Frau Präsidentin, meine Damen und Herren, liebe Kolleginnen und Kol––––––– *) Vom Redner nicht überprüft.

legen! Vielleicht zunächst einmal ein Wort zum Abgeordneten Herrn Richter. In meinen Augen – und das haben die bisherigen Redner noch einmal eindringlich begründet – ist die Städtebauförderung, insbesondere der Bereich der Sozialen Stadt und die daraus resultierenden investiven Mittel in Bremen, die zusammen mit WiN-Projekten ausgegeben werden, ein ausgesprochen tragfähiges, effektives, transparentes Projekt mit der Beteiligung vieler. Es gibt an diesen Projekten im Vergleich zu vielen anderen nichts mehr daran herumzureden nach dem Motto, vielleicht darf es etwas weniger sein. Wer Städtebauförderung kürzt, sagt allen Menschen in dieser Stadt, die sich in WiN-Projekten und Soziale-Stadt-Projekten bemühen, sie sollten etwas tun, was ihnen schwerfällt. Er sagt ihnen, wir wollen dieses Engagement nicht mehr.

(Beifall bei der LINKEN)

Die Effekte sind alle von den Vorrednern beschrieben, das will ich an dieser Stelle nicht wiederholen. Ich möchte an dieser Stelle auf zwei Dinge zusätzlich aufmerksam machen. Im gleichen Atemzug wie die Mittel für Städtebauförderung werden die Mittel für CO2-Gebäudesanierung gestrichen, und es wird der Heizkostenzuschlag für Wohngeldempfänger gestrichen. Das ist Politik aus einem Guss. Auf der einen Seite ein bisschen Städtebauförderung weg, das trifft die Vahr, Osterholz, Tenever, dann streichen wir Wohngeldzuschüsse, das trifft dieselben Stadtteile, dann streichen wir die CO2-Sanierung, und das trifft wieder dieselben Stadtteile. Immer auf dieselbe Stelle, immer zuungunsten von einkommensschwachen Familien, Migrantinnen und Migranten und von Hartz-IV-Empfängern. Das ist die Politik, die die Bundesregierung seit einiger Zeit gnadenlos durchzieht.

Es wird eine Quittung kommen: Ich bin relativ sicher, dass diese Form von Politik die nächste Bundestagswahl nicht überleben wird.
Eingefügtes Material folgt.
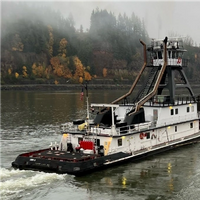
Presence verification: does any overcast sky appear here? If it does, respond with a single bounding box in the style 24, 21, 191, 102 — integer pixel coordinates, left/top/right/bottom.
0, 0, 200, 46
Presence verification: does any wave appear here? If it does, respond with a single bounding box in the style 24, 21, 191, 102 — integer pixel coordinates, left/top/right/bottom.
0, 168, 66, 200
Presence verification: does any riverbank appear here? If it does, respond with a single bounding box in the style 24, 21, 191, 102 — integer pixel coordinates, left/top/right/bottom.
0, 84, 200, 91
0, 84, 131, 91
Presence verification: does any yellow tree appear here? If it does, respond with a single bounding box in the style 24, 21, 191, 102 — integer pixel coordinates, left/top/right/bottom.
11, 34, 24, 51
103, 68, 108, 78
48, 25, 54, 57
8, 68, 12, 76
32, 63, 37, 76
22, 66, 28, 78
73, 56, 84, 80
15, 72, 19, 78
84, 72, 92, 81
59, 38, 68, 58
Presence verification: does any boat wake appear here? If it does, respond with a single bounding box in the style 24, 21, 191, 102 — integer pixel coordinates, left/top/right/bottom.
0, 168, 66, 200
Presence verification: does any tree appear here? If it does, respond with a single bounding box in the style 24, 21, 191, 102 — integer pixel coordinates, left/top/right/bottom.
103, 68, 108, 78
59, 38, 68, 58
22, 66, 28, 78
73, 56, 84, 79
48, 25, 54, 57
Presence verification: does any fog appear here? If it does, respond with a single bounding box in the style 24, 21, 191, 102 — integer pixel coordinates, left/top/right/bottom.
0, 0, 200, 46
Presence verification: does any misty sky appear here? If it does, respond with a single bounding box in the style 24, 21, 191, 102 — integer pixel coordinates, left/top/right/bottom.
0, 0, 200, 46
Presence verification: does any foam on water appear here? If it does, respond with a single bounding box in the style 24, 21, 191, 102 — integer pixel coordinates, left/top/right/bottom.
0, 168, 66, 200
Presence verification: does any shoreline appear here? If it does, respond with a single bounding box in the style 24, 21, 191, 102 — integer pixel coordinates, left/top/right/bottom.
0, 84, 200, 91
0, 84, 131, 91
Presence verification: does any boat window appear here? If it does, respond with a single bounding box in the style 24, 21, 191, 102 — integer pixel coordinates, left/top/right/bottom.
118, 138, 122, 146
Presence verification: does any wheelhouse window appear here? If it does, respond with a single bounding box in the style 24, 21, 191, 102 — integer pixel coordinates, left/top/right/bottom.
146, 132, 150, 139
118, 138, 122, 147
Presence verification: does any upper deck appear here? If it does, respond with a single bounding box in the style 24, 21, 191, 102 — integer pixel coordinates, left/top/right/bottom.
147, 38, 188, 67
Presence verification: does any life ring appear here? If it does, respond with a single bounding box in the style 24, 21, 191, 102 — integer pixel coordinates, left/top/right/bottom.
140, 133, 144, 140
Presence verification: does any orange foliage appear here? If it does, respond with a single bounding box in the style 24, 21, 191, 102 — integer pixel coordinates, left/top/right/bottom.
48, 25, 54, 57
79, 76, 83, 83
50, 57, 72, 78
8, 68, 12, 75
74, 56, 84, 79
32, 63, 45, 78
59, 38, 68, 58
15, 72, 19, 78
11, 34, 24, 51
84, 72, 92, 81
22, 66, 28, 78
103, 68, 108, 78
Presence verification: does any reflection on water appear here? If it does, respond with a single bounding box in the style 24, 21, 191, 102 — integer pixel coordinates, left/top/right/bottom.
0, 90, 200, 200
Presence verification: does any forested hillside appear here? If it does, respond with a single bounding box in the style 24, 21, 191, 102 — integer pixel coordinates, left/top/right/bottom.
0, 3, 200, 84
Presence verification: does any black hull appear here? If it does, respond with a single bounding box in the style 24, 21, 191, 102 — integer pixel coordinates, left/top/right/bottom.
12, 137, 200, 176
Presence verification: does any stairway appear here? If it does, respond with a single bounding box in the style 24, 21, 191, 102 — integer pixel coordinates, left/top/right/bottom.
133, 66, 160, 103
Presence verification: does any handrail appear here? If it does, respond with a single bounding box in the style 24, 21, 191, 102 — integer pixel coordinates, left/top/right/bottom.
112, 40, 147, 104
133, 37, 167, 115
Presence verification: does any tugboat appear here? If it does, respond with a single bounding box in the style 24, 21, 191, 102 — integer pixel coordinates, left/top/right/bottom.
12, 37, 200, 176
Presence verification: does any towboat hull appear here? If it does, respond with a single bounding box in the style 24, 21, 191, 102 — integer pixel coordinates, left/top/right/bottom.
12, 136, 200, 176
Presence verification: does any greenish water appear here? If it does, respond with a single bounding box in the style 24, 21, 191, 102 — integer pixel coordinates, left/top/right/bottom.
0, 90, 200, 200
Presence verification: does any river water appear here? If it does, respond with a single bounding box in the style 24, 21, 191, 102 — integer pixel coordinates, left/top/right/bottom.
0, 90, 200, 200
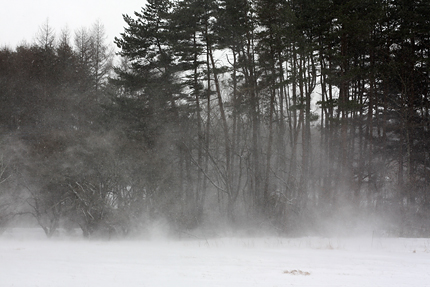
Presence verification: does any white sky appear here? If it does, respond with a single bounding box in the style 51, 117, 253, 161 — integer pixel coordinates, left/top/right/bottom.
0, 0, 146, 48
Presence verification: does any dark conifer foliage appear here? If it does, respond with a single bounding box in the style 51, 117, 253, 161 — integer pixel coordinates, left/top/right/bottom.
0, 0, 430, 236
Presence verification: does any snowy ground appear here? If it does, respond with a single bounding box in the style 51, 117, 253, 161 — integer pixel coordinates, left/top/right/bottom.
0, 230, 430, 287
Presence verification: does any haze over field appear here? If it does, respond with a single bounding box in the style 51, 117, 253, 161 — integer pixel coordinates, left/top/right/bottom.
0, 230, 430, 287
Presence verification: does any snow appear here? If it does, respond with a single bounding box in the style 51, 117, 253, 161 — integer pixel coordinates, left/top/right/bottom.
0, 230, 430, 287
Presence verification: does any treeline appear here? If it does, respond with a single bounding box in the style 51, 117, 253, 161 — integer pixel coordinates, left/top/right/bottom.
0, 0, 430, 236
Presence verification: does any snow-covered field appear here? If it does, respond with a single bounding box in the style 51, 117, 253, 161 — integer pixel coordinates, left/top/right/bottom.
0, 231, 430, 287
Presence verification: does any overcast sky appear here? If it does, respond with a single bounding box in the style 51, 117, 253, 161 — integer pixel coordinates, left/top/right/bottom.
0, 0, 146, 48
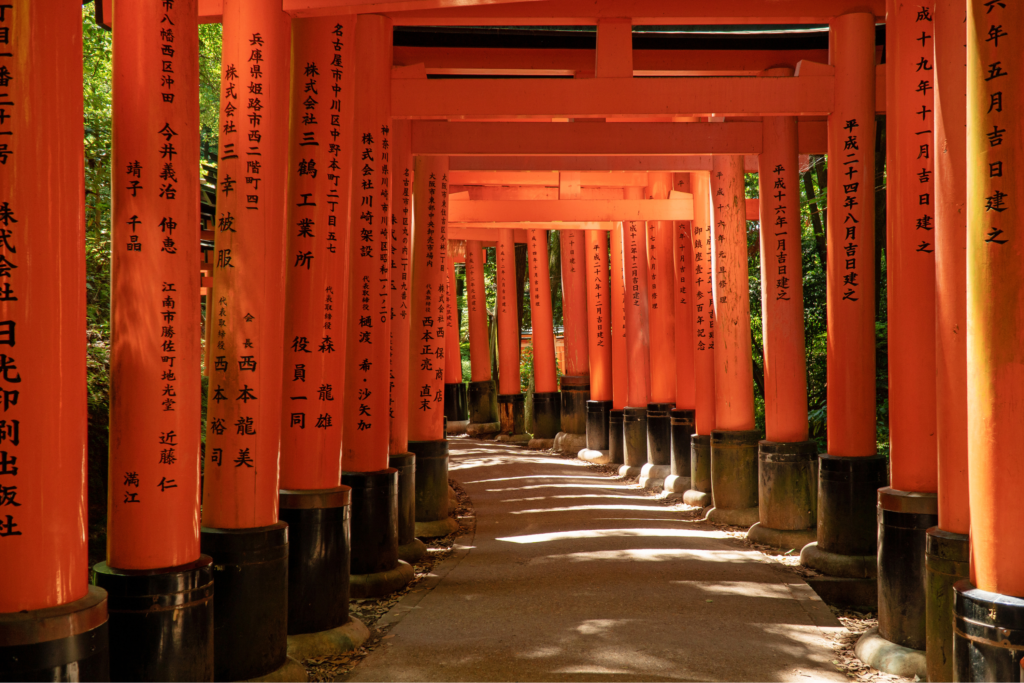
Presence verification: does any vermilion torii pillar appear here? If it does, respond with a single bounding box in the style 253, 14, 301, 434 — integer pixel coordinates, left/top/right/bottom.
200, 0, 294, 680
92, 0, 213, 681
608, 222, 629, 465
953, 0, 1024, 681
495, 228, 530, 442
861, 0, 938, 677
555, 171, 590, 454
388, 119, 427, 564
528, 230, 562, 447
584, 230, 611, 455
708, 156, 761, 526
665, 173, 696, 494
925, 0, 971, 681
466, 240, 498, 436
0, 0, 110, 680
409, 157, 458, 540
640, 173, 676, 485
748, 67, 818, 550
683, 173, 716, 507
281, 16, 364, 658
800, 12, 888, 583
622, 187, 650, 476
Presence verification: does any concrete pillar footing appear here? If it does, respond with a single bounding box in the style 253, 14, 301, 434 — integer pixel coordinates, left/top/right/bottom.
853, 627, 928, 681
705, 507, 761, 527
350, 561, 419, 599
746, 522, 818, 550
416, 517, 459, 539
577, 449, 611, 465
288, 618, 370, 661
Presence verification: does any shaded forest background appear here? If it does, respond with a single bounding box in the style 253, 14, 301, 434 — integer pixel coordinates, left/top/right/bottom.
82, 5, 889, 560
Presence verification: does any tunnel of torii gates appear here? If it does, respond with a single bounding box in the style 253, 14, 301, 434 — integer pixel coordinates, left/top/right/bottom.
0, 0, 1024, 681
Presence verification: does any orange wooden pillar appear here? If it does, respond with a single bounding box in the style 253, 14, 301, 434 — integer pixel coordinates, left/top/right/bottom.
0, 0, 108, 680
801, 13, 888, 581
280, 16, 355, 647
608, 222, 629, 465
528, 230, 562, 439
388, 119, 427, 564
925, 0, 971, 681
92, 1, 213, 681
555, 171, 590, 444
683, 172, 716, 507
409, 157, 458, 538
197, 0, 292, 680
641, 173, 676, 483
466, 240, 498, 423
878, 0, 938, 663
584, 230, 611, 459
623, 187, 650, 476
665, 173, 696, 494
748, 77, 818, 550
953, 0, 1024, 681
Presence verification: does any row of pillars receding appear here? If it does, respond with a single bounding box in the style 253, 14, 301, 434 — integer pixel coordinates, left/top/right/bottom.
0, 0, 1024, 680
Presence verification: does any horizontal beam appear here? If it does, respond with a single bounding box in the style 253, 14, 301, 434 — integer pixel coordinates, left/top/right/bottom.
412, 121, 827, 157
394, 46, 828, 76
391, 76, 835, 119
449, 196, 693, 222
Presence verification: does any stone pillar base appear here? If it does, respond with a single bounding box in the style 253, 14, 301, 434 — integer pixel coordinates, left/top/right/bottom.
0, 585, 109, 681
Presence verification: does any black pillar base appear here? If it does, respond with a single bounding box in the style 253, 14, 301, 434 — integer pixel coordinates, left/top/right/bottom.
671, 408, 696, 477
90, 555, 213, 681
534, 391, 562, 438
878, 486, 939, 650
280, 486, 352, 636
818, 454, 889, 555
469, 380, 498, 425
925, 526, 971, 681
341, 471, 395, 575
623, 407, 647, 474
0, 581, 109, 681
647, 403, 672, 467
444, 382, 466, 422
587, 400, 611, 451
409, 439, 449, 520
560, 375, 590, 434
952, 580, 1024, 681
200, 521, 288, 681
608, 409, 626, 465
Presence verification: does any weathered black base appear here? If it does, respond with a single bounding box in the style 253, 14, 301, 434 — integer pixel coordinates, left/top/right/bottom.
952, 580, 1024, 681
341, 471, 395, 575
469, 380, 498, 424
387, 453, 416, 548
280, 486, 352, 636
925, 526, 970, 681
200, 521, 288, 681
90, 555, 213, 681
560, 375, 590, 434
711, 429, 761, 509
671, 408, 696, 477
758, 441, 818, 541
623, 407, 647, 467
534, 391, 562, 438
878, 486, 939, 650
690, 434, 711, 494
0, 585, 110, 681
444, 382, 466, 422
818, 454, 889, 555
647, 403, 672, 467
587, 400, 611, 451
409, 440, 447, 520
498, 393, 526, 436
608, 410, 626, 465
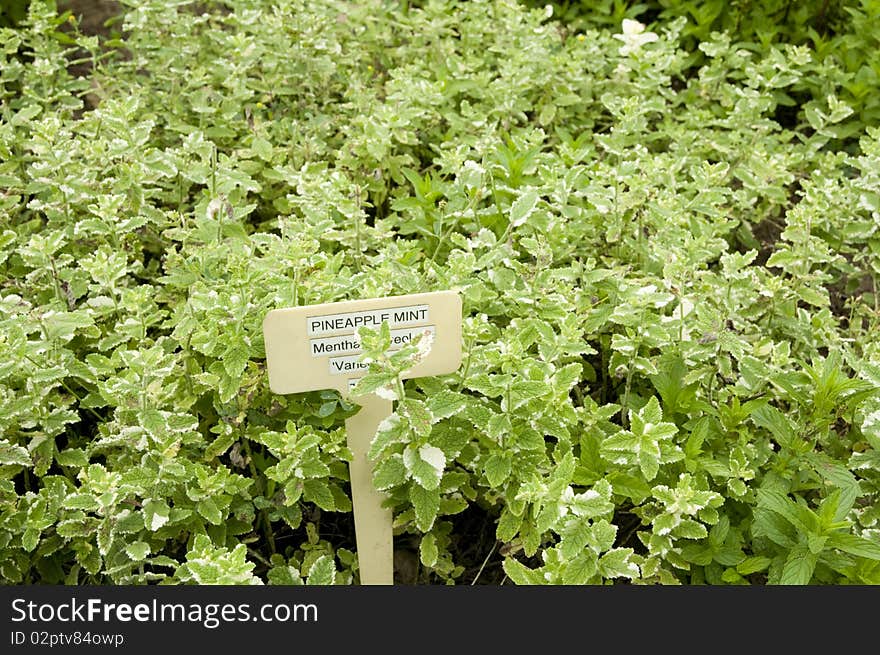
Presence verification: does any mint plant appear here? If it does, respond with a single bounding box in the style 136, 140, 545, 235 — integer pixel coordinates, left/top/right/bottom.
0, 0, 880, 585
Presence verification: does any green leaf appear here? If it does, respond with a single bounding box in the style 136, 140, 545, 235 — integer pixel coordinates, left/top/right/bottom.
484, 453, 510, 487
409, 484, 440, 532
827, 532, 880, 560
562, 550, 598, 585
501, 557, 543, 585
306, 555, 336, 586
373, 455, 406, 491
403, 444, 446, 489
144, 498, 171, 532
599, 548, 641, 580
21, 528, 40, 552
303, 480, 336, 512
425, 389, 467, 421
751, 405, 798, 448
736, 555, 771, 575
779, 547, 817, 585
223, 343, 250, 380
0, 439, 33, 466
419, 532, 439, 568
397, 398, 434, 436
196, 498, 223, 525
510, 190, 538, 227
125, 541, 150, 562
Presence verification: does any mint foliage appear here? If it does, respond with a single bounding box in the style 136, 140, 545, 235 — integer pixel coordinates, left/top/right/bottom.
0, 0, 880, 585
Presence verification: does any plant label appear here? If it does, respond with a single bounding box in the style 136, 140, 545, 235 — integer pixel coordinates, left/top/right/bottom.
263, 291, 461, 585
263, 291, 461, 396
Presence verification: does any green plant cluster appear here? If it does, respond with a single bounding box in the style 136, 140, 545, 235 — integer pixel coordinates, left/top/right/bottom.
526, 0, 880, 135
0, 0, 880, 584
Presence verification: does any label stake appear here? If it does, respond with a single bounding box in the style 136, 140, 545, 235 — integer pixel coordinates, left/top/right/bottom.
263, 291, 461, 585
345, 394, 394, 585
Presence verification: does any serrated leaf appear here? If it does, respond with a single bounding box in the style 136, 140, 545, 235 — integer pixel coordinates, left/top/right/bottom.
483, 453, 510, 487
495, 507, 523, 543
196, 498, 223, 525
501, 557, 543, 585
562, 550, 598, 585
736, 555, 772, 575
409, 484, 440, 532
306, 555, 336, 587
425, 389, 467, 421
373, 455, 406, 491
397, 398, 434, 436
779, 547, 817, 585
21, 528, 40, 552
144, 499, 171, 532
0, 439, 33, 466
61, 494, 101, 512
419, 532, 439, 568
510, 190, 538, 227
125, 541, 150, 562
560, 517, 592, 559
403, 444, 446, 489
266, 566, 303, 586
599, 548, 640, 579
223, 343, 250, 380
827, 533, 880, 560
303, 480, 336, 512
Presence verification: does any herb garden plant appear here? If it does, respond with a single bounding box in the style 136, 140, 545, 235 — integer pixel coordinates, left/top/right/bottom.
0, 0, 880, 585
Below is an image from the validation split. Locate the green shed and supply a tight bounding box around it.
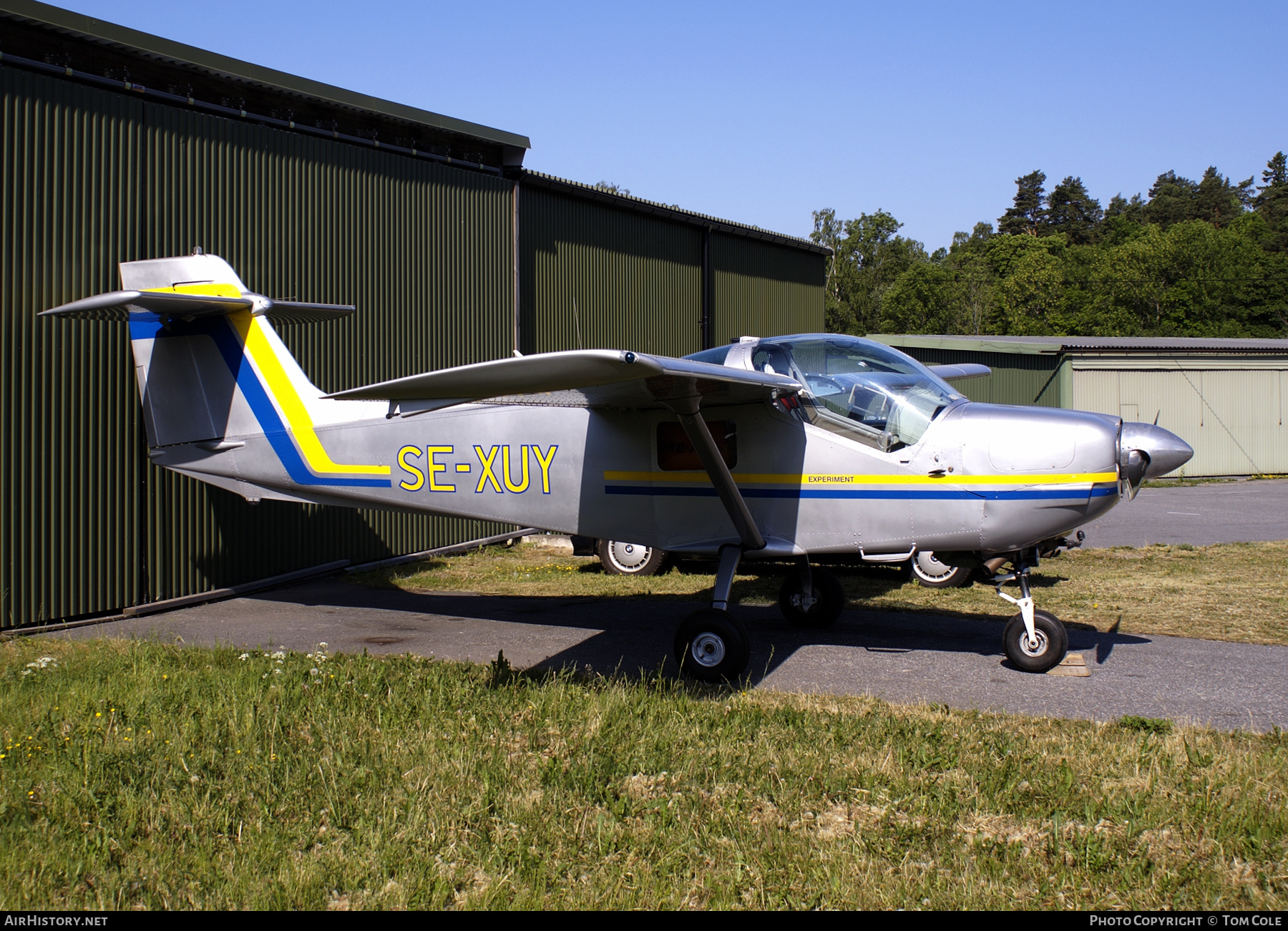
[872,335,1288,477]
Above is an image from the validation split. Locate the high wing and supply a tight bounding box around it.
[37,291,357,323]
[327,349,801,416]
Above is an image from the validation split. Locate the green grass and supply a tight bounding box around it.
[0,638,1288,909]
[356,542,1288,644]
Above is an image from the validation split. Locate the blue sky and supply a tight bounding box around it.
[47,0,1288,248]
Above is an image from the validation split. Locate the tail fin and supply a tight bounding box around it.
[36,255,376,463]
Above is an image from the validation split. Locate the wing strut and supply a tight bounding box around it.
[667,396,765,550]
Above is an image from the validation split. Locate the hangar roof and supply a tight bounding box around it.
[868,333,1288,356]
[0,0,532,165]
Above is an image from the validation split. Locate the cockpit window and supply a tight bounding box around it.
[752,335,961,449]
[684,343,729,366]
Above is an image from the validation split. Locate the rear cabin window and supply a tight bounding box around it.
[657,420,738,472]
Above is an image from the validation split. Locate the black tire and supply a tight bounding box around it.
[675,608,751,683]
[908,550,971,588]
[778,567,845,630]
[597,540,666,575]
[1002,610,1069,672]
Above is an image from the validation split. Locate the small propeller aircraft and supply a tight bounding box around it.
[42,251,1193,681]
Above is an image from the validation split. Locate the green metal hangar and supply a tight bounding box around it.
[872,336,1288,477]
[0,0,827,627]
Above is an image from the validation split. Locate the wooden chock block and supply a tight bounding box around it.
[1047,653,1091,676]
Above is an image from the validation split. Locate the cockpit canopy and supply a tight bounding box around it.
[689,333,961,449]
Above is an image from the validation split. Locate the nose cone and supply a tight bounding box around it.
[1121,422,1194,484]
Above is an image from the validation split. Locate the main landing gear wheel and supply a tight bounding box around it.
[778,569,845,630]
[1002,609,1069,672]
[675,608,751,683]
[599,540,666,575]
[912,550,971,588]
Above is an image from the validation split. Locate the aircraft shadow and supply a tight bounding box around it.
[256,571,1149,684]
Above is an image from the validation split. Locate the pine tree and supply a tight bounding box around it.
[997,171,1045,235]
[1046,175,1104,245]
[1253,152,1288,253]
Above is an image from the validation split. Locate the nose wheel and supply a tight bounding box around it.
[993,562,1069,672]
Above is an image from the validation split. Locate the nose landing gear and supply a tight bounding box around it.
[992,559,1069,672]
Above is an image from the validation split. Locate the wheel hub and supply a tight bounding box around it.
[608,540,653,572]
[1020,630,1050,657]
[792,591,818,614]
[689,633,725,668]
[916,552,953,581]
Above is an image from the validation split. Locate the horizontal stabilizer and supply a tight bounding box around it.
[40,291,354,323]
[927,362,993,379]
[328,349,801,414]
[264,300,358,323]
[40,291,255,321]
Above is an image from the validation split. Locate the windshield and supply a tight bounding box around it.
[752,335,961,449]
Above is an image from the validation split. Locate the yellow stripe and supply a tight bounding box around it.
[228,311,389,475]
[147,285,242,298]
[604,472,1118,487]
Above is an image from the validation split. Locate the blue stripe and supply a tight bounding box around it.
[130,313,393,488]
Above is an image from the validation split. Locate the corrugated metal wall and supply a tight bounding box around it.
[519,187,702,356]
[711,233,827,351]
[0,67,512,626]
[520,187,826,356]
[1073,362,1288,475]
[899,346,1063,407]
[0,67,823,626]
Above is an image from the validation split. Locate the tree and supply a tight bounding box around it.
[881,261,962,333]
[997,171,1046,235]
[1104,192,1145,223]
[1194,166,1252,227]
[809,208,857,333]
[1253,152,1288,253]
[810,209,929,336]
[1046,175,1104,246]
[1145,171,1199,229]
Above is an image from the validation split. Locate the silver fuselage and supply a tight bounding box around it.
[152,393,1121,557]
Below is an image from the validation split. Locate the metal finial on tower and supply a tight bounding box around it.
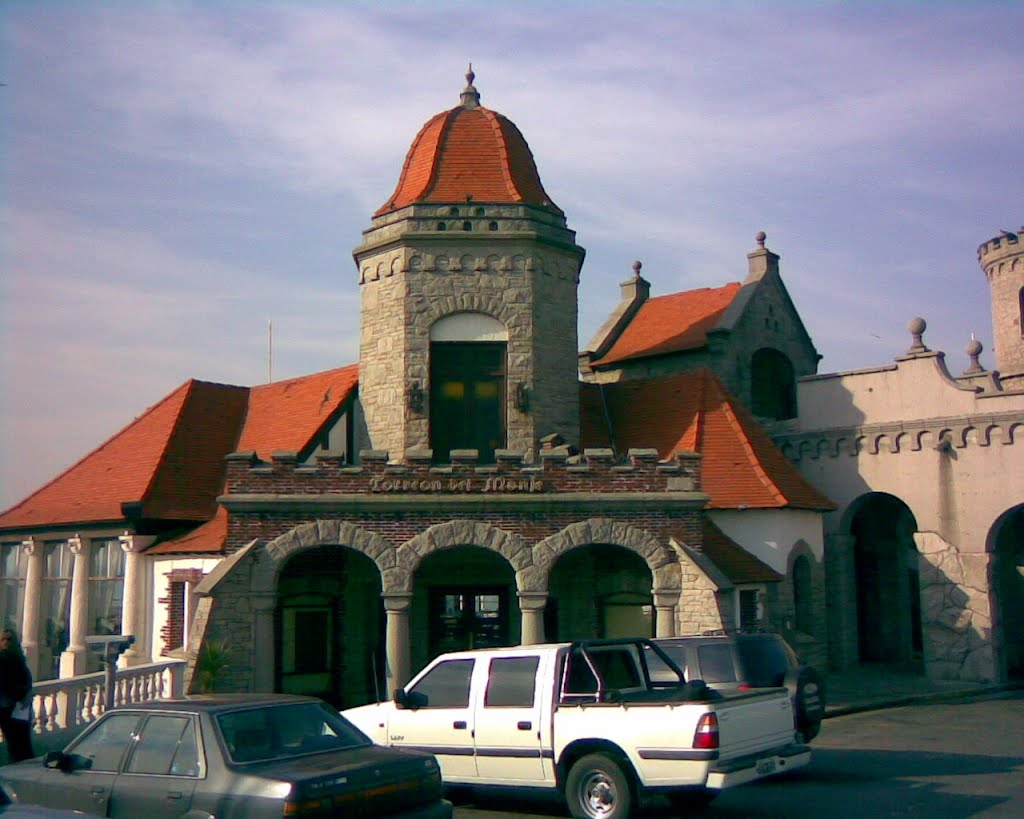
[461,62,480,109]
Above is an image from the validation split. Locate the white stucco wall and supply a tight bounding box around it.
[709,509,824,574]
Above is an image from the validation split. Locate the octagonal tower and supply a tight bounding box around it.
[353,70,585,462]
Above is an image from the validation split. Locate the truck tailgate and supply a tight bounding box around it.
[714,688,795,760]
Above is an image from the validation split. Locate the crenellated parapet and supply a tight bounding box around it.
[226,448,701,497]
[775,413,1024,463]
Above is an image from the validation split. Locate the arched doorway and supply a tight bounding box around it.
[410,546,520,672]
[989,505,1024,680]
[274,546,386,707]
[545,544,654,641]
[850,492,924,670]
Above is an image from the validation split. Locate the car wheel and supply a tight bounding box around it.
[565,753,633,819]
[783,665,825,742]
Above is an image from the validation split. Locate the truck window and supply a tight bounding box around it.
[411,659,473,708]
[697,643,736,683]
[483,657,540,708]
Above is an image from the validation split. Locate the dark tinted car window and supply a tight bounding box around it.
[483,657,540,708]
[125,714,199,776]
[697,643,736,683]
[217,702,370,763]
[736,637,791,688]
[68,714,141,771]
[412,659,473,708]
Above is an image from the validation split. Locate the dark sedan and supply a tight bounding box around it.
[0,694,452,819]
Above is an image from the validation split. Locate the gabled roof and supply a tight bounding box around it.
[591,282,741,367]
[236,364,359,460]
[580,369,835,511]
[374,74,561,216]
[701,515,782,584]
[0,364,358,542]
[0,381,247,529]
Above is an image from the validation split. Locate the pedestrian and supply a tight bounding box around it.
[0,629,35,762]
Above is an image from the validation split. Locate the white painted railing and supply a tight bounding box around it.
[26,660,186,736]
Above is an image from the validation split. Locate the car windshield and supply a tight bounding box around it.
[217,702,371,763]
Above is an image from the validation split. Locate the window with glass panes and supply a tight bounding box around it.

Deswegen ist es meines Erachtens nicht einfach eine Frage von Verantwortungsverschiebung. So richtig es ist zu sagen, wir wollen diese Städtebauförderung nicht gekürzt haben, finde ich es genauso richtig – und es gibt dafür hervorragende Begründungen –, die Reduzierung des CO2-Gebäudesanierungsprogramms zu kritisieren. Es gibt von den grünen Kollegen im Bundestag, unterschrieben von Herrn Trittin, einen guten Antrag, der sagt, das wollen wir nicht, das ist zu kritisieren.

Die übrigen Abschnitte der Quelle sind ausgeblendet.